TERCERO.- Que recibidos los autos en esta Sección Tercera se acordó formar el correspondiente Rollo; personándose oportunamente la parte apelante por medio de la Procuradora Dª. Amelia Lorena Fernández Delgado, bajo la dirección del Letrado D. Ricardo Ruiz Arcos , y los apelados: entidad Contenerfrut se personó por medio de la Procuradora Dª. Alicia Edita González Rodríguez, bajo la dirección del Letrado D. Manuel Fredy Santos Padrón, la entidad Mapfre Seguros de Empresa S. A, se personó por medio de la Procuradora Dª. Mercedes Aranaz Cuesta, bajo la dirección de la Letrada Dª. Carmen Arozena Abad, la entidad Club Náutico Puertito de Güimar, se personó por medio de la Procuradora Dª. Hara Rojas Jiménez, bajo la dirección de la Letrada Dª. Ana Cristina Galván Marrero; señalándose para deliberación, votación y fallo el día nueve de marzo del corriente año.
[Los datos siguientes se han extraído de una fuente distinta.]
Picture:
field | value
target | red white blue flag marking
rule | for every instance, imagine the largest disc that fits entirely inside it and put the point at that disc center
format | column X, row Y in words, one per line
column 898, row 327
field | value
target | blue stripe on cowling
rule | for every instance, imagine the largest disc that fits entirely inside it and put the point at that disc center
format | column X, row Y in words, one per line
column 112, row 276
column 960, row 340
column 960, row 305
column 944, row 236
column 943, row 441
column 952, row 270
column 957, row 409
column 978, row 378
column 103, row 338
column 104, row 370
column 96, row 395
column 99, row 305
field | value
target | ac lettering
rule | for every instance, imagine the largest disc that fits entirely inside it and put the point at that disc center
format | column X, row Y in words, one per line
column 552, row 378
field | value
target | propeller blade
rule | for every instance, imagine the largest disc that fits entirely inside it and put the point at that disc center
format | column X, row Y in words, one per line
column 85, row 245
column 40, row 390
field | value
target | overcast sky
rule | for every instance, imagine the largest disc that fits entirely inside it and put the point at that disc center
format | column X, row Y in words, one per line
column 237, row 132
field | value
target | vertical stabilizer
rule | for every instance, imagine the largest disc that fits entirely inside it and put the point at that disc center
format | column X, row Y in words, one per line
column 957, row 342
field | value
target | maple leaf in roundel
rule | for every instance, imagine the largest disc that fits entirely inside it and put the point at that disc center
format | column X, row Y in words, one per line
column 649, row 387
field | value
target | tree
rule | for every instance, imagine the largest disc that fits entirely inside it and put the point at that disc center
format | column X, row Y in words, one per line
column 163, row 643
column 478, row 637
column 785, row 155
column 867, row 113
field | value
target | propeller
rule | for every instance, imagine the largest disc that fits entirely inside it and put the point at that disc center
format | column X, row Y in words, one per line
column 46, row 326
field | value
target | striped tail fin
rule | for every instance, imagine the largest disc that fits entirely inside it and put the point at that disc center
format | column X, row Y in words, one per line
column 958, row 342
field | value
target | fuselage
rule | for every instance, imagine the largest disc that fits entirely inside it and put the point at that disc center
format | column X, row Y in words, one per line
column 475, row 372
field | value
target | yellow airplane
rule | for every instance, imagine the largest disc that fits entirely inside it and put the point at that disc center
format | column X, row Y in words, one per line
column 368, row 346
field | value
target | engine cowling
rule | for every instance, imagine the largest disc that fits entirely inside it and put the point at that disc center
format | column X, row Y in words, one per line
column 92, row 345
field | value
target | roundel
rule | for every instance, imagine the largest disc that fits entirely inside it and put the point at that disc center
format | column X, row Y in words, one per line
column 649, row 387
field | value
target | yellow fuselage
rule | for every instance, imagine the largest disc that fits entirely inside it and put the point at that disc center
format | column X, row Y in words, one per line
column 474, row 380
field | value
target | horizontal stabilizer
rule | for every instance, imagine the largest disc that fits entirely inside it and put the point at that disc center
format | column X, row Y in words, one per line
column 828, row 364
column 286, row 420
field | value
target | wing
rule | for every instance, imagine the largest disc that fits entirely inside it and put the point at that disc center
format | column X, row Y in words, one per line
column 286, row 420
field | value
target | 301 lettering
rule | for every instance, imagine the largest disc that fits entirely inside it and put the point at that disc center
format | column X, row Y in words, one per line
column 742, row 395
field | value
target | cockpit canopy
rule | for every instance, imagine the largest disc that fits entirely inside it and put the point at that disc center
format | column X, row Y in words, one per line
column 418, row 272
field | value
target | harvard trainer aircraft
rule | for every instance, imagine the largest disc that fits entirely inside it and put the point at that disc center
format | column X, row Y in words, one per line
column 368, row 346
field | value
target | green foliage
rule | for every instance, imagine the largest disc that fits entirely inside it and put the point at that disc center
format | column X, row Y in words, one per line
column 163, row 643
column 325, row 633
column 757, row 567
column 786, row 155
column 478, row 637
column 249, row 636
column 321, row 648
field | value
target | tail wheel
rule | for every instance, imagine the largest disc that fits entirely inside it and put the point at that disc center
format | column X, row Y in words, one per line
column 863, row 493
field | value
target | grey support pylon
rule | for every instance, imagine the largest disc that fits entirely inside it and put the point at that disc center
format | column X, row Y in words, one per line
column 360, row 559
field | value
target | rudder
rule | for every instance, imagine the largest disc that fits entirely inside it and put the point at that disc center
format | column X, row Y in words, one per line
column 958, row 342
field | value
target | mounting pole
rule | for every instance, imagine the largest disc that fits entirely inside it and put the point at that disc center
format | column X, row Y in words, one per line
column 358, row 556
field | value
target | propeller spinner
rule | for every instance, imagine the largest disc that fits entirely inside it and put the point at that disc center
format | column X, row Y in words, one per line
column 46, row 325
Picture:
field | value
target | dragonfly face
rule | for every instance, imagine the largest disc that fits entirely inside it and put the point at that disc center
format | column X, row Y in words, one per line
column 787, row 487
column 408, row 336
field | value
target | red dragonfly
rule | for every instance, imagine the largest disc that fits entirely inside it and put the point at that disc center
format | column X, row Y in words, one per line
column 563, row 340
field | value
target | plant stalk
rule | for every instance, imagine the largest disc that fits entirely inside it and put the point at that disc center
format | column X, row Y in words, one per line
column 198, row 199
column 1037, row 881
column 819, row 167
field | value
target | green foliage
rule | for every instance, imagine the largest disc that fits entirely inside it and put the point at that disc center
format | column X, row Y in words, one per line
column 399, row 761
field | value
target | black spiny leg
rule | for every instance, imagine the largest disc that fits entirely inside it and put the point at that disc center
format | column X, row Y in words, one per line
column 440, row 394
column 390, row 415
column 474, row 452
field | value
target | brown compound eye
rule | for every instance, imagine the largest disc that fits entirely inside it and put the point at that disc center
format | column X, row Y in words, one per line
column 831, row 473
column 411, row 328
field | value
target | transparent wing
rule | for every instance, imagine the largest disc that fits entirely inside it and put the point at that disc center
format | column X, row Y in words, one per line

Ha sido Ponente la Ilma Sra Dª. MARÍA DEL CARMEN PADILLA MÁRQUEZ Magistrada de esta Sala
Fundamentos
PRIMERO.-La sentencia, tras estimar la prescripción frente a una de las codemandadas, Contenerfrut, desestima la demanda frente a las otras demandadas, Club Náutico Puertito de Güimar, y su entidad aseguradora Mapfre, al no quedar acreditada, ni siquiera en el ámbito contractual, la conducta de la primera como generadora del evento dañoso.
Recurre el actor, quien, tras mantener la inexistencia de prescripción dada la solidaridad impropia entre las dos codemandadas, reitera su pretensión frente a todas las demandadas, en base a un nuevo examen de la prueba practicada, y reduciendo el importe de la cuantía reclamada.
La apelada Contenerfrut, tras alegar la inadmisibilidad del recurso que no fija expresamente los pronunciamientos impugnados, se opone a los motivos del recurso e insta la confirmación de la sentencia. En igual sentido, las otras apeladas, se oponen al recurso solicitando el mantenimiento de la resolución.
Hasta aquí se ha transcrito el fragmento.